5.1.17

Um melómano cheio de idiossincrasias

Liguei o carro, e a música espalhou-se de imediato como um perfume, uma Chaconne de Lully, mas tocada em teorba. Uma exclamação interior, que omito aqui (consumi um ponto de exclamação há menos de vinte e quatro horas, a dieta impossibilita que use hoje um, de novo), nunca tal tinha ouvido, e isso foi ontem, porque hoje, ao ligar de novo, à mesma hora, foram as Walquirias de Wagner, mas vertidas para piano. Já ouvi peças de Bach feitas para violino e transcritas para piano, alaúde ou guitarra. Já ouvi quartetos de Beethoven transcritos para orquestra. Já ouvi, valha-me o sagrado, o Canone e Giga de Pachelbel transcrito para ritmos urbanos. Mas aquela Chaconne, foi inesperada. São Shazam não a conhecia, pelo que terei que procurar o intérprete e a versão, tenho que a ouvir de novo para aferir. Não é em vão que já escutei de forma obsessiva a interpretação de Savall, até quase saber de cor quando acontecem os suspiros dos intérpretes nalgumas passagens. Há uma Partita de Bach que me é insuportável escutar, tal é a presença física do violinista (estimado Jaap Schröder, porque é que tem que respirar?). Sou um ouvinte cheio de idiossincrasias: prefiro algumas transcrições às versões originais, virando ao contrário a vontade do autor, prefiro algumas interpretações a outras (com veemência especial nas obras de violino) mesmo que sejam quase indistinguíveis, não quero ouvir sinal de vida do intérprete, mas entro em transe musical ao escutar Delta Crossroads, gravado por Robert Lockwood, Jr. aos oitenta e quatro anos.
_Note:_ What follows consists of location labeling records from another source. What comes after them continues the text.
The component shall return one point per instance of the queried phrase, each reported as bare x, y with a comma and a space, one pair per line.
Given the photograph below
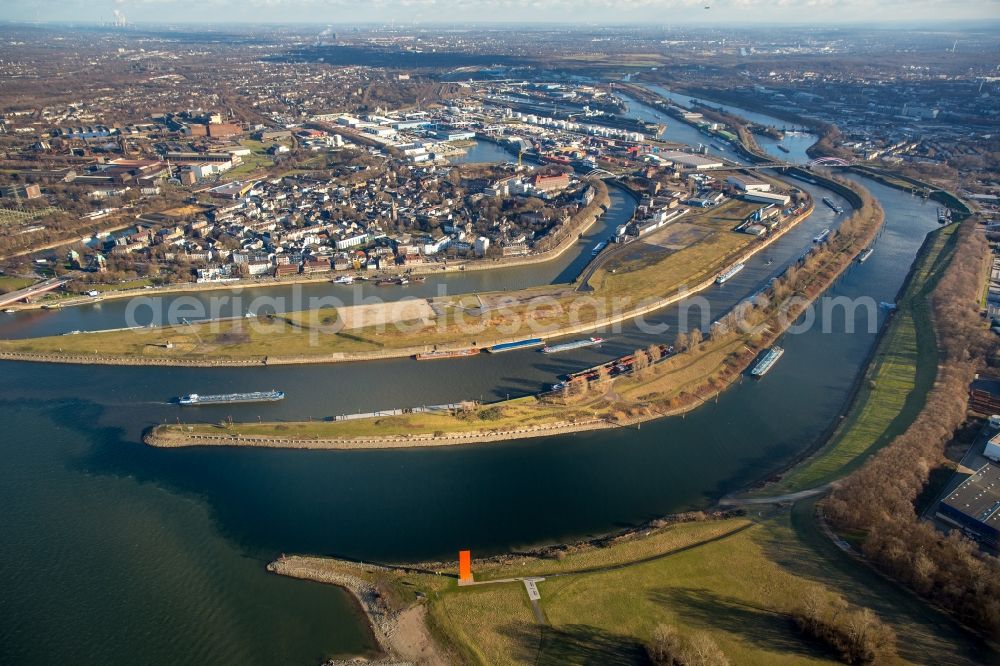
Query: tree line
878, 500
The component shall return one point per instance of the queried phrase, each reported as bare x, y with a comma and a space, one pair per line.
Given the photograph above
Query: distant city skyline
612, 12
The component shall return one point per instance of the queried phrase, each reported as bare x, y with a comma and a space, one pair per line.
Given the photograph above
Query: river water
113, 552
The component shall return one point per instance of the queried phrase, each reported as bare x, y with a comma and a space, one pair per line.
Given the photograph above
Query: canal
119, 553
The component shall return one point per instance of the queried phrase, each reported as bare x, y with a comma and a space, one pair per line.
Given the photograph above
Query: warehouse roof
979, 496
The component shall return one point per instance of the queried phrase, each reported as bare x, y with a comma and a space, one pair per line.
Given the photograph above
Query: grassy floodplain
734, 579
896, 381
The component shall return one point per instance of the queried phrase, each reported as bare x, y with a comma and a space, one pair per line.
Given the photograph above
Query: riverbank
294, 338
893, 388
720, 576
661, 387
398, 624
585, 220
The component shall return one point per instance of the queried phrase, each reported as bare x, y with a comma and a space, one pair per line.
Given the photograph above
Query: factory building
975, 505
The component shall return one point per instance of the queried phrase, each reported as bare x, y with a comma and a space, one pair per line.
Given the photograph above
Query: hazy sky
659, 12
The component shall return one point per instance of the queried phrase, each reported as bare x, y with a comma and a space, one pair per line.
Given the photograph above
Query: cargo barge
453, 353
229, 398
513, 346
767, 362
729, 272
618, 366
576, 344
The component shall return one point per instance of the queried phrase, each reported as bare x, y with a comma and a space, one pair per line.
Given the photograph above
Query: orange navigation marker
464, 566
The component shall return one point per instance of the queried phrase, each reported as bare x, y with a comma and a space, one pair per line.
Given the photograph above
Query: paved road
534, 596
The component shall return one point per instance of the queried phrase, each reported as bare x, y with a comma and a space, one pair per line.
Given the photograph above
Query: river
118, 553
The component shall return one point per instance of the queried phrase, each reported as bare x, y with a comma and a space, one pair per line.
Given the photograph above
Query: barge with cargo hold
230, 398
767, 362
576, 344
446, 353
513, 346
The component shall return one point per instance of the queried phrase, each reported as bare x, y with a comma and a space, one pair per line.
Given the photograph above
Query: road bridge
36, 289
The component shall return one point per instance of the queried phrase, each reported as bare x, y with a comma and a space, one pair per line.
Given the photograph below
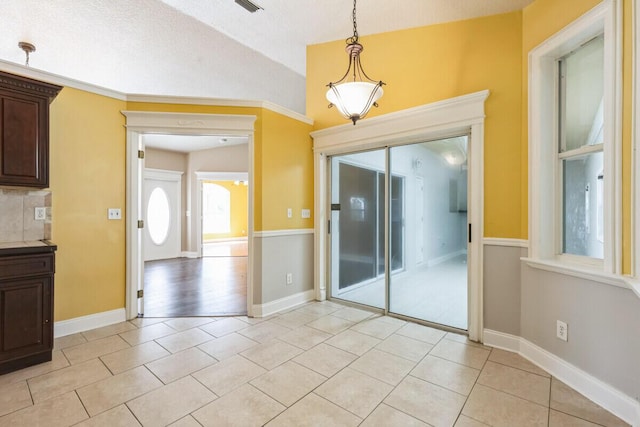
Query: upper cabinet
24, 130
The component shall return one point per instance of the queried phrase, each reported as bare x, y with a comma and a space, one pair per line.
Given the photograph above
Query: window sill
585, 273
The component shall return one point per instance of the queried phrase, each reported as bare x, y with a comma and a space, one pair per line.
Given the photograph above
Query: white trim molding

Ainda hoje, Lockwood vive de corpo inteiro naquela gravação, também pela magia de escultura sonora de Michael Bishop, responsável pela engenharia de som. Está nevoeiro lá fora, e eu até me esqueci dele enquanto vasculho estas memórias musicais. Mas é um nevoeiro persistente, sólido, de boa qualidade. Também o aprecio, afinal. Dona Arminda, ao dar-me os bons dias hoje, tinha as unhas pintadas de verde, no tom exato das cornucópias do vestido. Apreciei mas não lhe disse, por pudor. Indiosincrático, mas púdico, portanto. Notar é ler para a partitura original, dizer é transcrevê-la. Se algo aprendi ao escrever este texto foi que não transcrevo, quanto podia, as partituras originais. Finalmente, tenho uma resolução de novo ano, mesmo que janeiro já vá avançado: transcrever mais partituras. É a minha partitura prioritária.

[Adenda ao início da noite: numa entrevista passada há pouco, o maestro Martim Sousa Tavares, que dirige sem olhar para a partitura, disse algo extraordinário: «Um maestro tem que conhecer a partitura como se a tivesse escrito». Adoto como segunda resolução de ano novo. Começam a acumular-se.]